TintaSiyasi.id -- Keuangan Indonesia telah berubah, fondasinya telah bergeser. Dulu, pendapatan migas adalah penopang utama APBN Indonesia, tetapi sekarang hanya tiggal sepeser, hanya tinggal 4 persen dari total penerimaan negara. Jauh sekali dibandingkan pendapatan negara dari tembakau.
Maka, muncul pertanyaan, masih layakkah migas menjadi indikator utama dalam merumuskan APBN? Selama ini produksi minyak, harga minyak menjadi indikator utama, harga minyak menentukan apakah fiskal pemerintah akan membaik atau tidak. Namun, sekarang produksi minyak hanya 35 persen dari kebutuhan nasional. Sebagian besar minyak yang dibakar di Indonesia berasal dari impor.
Migas telah menjadi beban utama Indonesia, beban neraca transaksi berjalan, beban defisit perdagangan dan beban neraca pendapatan primer. Bagi pemerintah, mingas telah menjadi beban besar subsidi yang tidak terkendali yang dinikmati oleh segelintir orang yang berbisnis barang subsidi dan menggunakan BBM dan LPG subsidi secara ilegal. Kontrol dan pengawasan lemah. Ada kesan disengaja.
Tidak hanya itu, migas malah menjadi beban bagi rakyat, dan beban yang sangat besar. Beban apa? yakni beban pajak. Rakyat harus membayar pajak sangat mahal untuk mendapatkan setiap liter BBM. Rakyat bayar PPN, rakyat bayar PBBKB, rakyat bayar berbagai pungutan lain yang tidak langsung.
Maka jadilah Pertamina sebagai BUMN yang ditugaskan mencari minyak dan menjual BBM. Sekarang menjadi pedagang BBM impor yang mengeruk pajak dari konsumen BBM. Pertamina menjadi pembayar pajak terbesar, pajak yang dipungut perusahaan tersebut dari pembeli BBM. Jadi terkait migas ini negara dikuras asing dan masyarakat dikuras pajak oleh bangsa sendiri. Tragis kan?
Sekarang bagaimana seharusnya APBN? Seharusnya dimulai dengan mendetailkan dari mana sumber-sumber penerimaan utama APBN, terutama penerimaan Sumber Daya Alam (SDA). Apabila seluruh sumber-sumber itu mencukupi target pengeluaran, maka pajak bisa ditiadakan. Karena pajak mengganggu hal paling pokok dalam ekonomi, yakni mengurangi kemampuan ekonomi untuk tumbuh. Apalagi seperti sekarang, pertumbuhan sebagian besar disumbangkan oleh konsumsi. Jadi, pajak adalah distorsi terhadap pertumbuhan. Pajak konsumsi migas adalah pajak yang paling buruk dalam hal ini.

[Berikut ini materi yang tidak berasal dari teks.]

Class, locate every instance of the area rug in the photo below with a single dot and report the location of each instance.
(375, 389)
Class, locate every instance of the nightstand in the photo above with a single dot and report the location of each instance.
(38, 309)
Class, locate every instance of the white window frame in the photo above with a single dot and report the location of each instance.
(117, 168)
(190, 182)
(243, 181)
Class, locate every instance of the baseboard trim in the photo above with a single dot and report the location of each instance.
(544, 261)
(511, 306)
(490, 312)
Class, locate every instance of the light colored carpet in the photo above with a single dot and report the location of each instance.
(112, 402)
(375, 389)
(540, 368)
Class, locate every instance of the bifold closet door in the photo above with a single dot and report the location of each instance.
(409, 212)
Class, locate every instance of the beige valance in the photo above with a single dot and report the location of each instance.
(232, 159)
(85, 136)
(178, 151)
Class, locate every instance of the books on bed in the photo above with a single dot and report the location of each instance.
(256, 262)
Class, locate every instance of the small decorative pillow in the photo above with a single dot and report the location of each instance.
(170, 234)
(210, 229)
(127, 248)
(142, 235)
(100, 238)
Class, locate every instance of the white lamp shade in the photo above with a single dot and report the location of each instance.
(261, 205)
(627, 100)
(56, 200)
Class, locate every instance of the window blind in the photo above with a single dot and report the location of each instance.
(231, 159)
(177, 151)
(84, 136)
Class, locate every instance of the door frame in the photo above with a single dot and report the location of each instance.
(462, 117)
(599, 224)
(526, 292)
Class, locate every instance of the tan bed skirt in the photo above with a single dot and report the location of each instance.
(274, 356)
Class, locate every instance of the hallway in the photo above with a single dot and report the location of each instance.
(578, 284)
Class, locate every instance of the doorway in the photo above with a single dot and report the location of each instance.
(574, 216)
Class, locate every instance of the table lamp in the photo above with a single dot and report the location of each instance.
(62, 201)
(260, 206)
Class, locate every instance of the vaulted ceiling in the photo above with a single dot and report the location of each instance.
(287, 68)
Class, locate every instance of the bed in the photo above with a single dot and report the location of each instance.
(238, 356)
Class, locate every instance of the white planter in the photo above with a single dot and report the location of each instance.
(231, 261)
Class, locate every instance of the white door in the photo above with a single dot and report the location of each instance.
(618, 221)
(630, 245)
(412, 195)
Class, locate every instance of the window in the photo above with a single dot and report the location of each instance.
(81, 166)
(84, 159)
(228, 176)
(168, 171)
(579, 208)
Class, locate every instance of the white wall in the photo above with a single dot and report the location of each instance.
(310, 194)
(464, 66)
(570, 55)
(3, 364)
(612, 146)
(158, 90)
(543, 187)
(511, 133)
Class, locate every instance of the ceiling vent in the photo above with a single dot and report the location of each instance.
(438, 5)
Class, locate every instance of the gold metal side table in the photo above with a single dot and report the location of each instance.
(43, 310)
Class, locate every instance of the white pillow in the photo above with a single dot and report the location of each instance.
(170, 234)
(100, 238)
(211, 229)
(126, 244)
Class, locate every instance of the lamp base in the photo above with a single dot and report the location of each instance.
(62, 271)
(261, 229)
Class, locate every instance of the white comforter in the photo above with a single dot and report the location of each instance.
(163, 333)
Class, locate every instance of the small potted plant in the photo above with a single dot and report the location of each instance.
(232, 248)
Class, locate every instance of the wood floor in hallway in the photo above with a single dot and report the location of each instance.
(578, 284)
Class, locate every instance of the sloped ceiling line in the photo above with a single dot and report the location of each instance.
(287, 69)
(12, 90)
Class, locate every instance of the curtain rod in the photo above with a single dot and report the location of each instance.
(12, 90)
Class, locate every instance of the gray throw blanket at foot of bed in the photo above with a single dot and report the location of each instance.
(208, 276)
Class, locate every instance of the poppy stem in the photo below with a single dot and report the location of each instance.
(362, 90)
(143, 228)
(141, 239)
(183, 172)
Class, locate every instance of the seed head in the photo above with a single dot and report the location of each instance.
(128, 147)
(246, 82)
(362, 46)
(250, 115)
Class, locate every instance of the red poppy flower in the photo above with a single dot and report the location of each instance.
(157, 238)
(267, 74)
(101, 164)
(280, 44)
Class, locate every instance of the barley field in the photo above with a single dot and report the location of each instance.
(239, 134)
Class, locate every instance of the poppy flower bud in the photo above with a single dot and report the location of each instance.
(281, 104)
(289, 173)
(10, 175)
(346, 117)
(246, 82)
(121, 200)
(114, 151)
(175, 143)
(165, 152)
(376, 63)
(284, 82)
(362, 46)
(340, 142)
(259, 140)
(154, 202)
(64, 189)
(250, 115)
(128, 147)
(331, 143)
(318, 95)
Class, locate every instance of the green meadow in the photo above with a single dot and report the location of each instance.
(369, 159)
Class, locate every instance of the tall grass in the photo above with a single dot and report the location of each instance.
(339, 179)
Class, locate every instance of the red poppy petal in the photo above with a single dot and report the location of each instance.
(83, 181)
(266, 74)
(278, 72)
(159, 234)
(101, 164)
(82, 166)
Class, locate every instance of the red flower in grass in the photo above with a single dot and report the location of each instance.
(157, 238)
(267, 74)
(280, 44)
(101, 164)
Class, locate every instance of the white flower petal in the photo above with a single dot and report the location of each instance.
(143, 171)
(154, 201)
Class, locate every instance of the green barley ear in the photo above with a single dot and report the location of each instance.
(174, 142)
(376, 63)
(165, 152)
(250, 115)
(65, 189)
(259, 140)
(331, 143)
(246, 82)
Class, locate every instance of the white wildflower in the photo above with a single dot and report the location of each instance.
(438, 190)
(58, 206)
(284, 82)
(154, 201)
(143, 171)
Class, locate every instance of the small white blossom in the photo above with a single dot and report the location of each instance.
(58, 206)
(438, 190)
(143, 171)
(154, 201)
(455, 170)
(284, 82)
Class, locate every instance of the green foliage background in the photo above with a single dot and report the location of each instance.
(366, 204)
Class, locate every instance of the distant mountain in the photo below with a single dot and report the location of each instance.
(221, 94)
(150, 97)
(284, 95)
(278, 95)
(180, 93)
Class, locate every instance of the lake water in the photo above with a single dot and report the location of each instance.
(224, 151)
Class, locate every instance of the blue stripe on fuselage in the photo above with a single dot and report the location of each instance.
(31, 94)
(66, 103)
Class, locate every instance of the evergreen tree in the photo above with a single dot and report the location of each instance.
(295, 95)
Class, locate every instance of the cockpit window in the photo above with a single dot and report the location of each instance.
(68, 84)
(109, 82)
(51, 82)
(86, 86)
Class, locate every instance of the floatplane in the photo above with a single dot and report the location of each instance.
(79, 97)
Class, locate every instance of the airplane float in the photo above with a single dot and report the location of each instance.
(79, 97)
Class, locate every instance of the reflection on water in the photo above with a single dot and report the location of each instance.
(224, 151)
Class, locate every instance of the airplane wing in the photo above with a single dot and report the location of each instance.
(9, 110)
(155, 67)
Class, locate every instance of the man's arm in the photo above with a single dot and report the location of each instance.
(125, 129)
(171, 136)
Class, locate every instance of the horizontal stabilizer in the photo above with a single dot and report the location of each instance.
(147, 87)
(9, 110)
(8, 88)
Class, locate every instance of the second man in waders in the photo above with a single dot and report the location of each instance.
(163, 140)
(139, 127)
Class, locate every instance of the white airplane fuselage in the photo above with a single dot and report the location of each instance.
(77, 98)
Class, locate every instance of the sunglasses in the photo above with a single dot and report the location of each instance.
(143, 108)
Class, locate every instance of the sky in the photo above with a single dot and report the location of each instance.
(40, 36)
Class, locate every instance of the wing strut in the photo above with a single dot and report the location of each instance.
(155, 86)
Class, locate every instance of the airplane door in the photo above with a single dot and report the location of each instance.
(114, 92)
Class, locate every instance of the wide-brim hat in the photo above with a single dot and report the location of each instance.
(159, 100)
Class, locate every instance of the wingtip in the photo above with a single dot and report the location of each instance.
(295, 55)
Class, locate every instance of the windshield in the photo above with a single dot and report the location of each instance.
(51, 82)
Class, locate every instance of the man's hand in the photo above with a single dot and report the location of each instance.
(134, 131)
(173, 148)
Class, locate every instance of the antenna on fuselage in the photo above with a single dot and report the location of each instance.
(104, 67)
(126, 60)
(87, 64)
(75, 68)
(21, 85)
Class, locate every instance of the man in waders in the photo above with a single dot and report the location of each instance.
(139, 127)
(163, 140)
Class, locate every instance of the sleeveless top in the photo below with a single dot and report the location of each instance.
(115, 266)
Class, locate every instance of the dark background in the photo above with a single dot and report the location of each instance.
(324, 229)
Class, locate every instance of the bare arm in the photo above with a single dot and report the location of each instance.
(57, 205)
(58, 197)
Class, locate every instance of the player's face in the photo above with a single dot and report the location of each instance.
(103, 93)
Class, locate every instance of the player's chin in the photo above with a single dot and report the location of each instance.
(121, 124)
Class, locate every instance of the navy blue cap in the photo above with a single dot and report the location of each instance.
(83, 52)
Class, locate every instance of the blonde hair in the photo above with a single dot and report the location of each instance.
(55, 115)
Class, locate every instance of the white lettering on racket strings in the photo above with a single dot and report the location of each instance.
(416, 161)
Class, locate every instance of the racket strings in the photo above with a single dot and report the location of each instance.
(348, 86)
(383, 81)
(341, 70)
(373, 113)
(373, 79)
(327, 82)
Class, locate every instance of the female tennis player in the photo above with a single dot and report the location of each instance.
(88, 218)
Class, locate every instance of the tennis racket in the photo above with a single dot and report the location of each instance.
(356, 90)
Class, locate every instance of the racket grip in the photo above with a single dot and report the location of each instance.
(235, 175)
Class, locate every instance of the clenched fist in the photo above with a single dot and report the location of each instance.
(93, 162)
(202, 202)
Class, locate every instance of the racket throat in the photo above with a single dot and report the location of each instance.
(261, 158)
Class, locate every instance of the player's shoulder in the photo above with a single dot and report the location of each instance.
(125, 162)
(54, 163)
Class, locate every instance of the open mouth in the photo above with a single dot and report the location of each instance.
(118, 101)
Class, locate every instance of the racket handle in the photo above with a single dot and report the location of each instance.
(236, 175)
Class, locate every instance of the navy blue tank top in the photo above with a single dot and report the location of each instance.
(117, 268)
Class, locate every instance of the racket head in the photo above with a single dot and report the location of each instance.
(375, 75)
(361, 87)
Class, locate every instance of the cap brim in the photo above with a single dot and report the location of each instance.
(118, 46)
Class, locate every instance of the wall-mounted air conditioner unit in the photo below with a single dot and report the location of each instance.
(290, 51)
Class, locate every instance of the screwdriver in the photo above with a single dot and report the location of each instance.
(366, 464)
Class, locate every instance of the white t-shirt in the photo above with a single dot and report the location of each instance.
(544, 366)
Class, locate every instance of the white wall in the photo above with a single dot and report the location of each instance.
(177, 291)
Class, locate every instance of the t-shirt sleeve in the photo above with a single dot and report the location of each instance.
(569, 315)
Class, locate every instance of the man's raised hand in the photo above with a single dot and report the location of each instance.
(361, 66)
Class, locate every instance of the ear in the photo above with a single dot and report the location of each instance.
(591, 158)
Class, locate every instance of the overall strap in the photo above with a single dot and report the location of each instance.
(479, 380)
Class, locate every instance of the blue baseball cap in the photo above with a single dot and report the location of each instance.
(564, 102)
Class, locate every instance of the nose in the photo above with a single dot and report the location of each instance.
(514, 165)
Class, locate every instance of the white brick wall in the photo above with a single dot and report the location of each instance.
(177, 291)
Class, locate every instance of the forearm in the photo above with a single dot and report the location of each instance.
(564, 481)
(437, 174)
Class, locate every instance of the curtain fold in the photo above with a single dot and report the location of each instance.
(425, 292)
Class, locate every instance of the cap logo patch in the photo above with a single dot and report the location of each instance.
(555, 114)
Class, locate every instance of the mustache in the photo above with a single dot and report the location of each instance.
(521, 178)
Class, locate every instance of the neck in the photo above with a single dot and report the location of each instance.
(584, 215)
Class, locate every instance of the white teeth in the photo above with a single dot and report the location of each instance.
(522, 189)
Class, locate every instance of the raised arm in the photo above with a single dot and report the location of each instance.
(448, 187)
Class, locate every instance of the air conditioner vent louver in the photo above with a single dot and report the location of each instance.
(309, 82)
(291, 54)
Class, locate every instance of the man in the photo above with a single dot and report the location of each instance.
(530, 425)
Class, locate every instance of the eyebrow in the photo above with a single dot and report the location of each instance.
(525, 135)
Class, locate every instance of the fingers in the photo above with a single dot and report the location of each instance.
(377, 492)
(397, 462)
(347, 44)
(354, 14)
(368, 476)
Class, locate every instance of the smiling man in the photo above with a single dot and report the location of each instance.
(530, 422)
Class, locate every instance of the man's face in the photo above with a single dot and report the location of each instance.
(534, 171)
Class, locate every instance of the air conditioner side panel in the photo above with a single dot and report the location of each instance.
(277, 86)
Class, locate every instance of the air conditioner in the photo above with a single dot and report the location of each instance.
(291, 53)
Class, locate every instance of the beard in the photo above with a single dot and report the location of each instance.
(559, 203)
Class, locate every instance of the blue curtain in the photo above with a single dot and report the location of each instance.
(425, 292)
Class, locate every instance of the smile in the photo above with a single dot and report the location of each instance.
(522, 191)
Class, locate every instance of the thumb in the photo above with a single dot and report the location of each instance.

Lalu apa indikator utama APBN menggantikan harga minyak? Dikarenakan APBN harus kembali fokus terhadap penerimaan, maka indikatornya adalah semua hal yang berkaitan dengan penerimaan. Sumber penerimaan yang paling signifikan adalah harga sumber daya alam. Dengan harga sumber daya alam harus segera dipatok oleh pemerintah. Patokan ini harus menjadi dasar dalam penerimaan dan menjadi standar dalam perdagangan, baik di dalam negeri maupun ekspor.
Cobalah dihitung manfaat cara ini. Coba dimulai dulu oleh pemerintahan baru Prabowo- Gibran untuk memulai dengan audit migas secara menyeluruh dan audit sumber daya alam juga secara menyeluruh. Audit dengan sebaik baiknya dan sejujur jujurnya. Mungkin ini langkah yang paling berarti dalam meraih Indonesia emas 2045.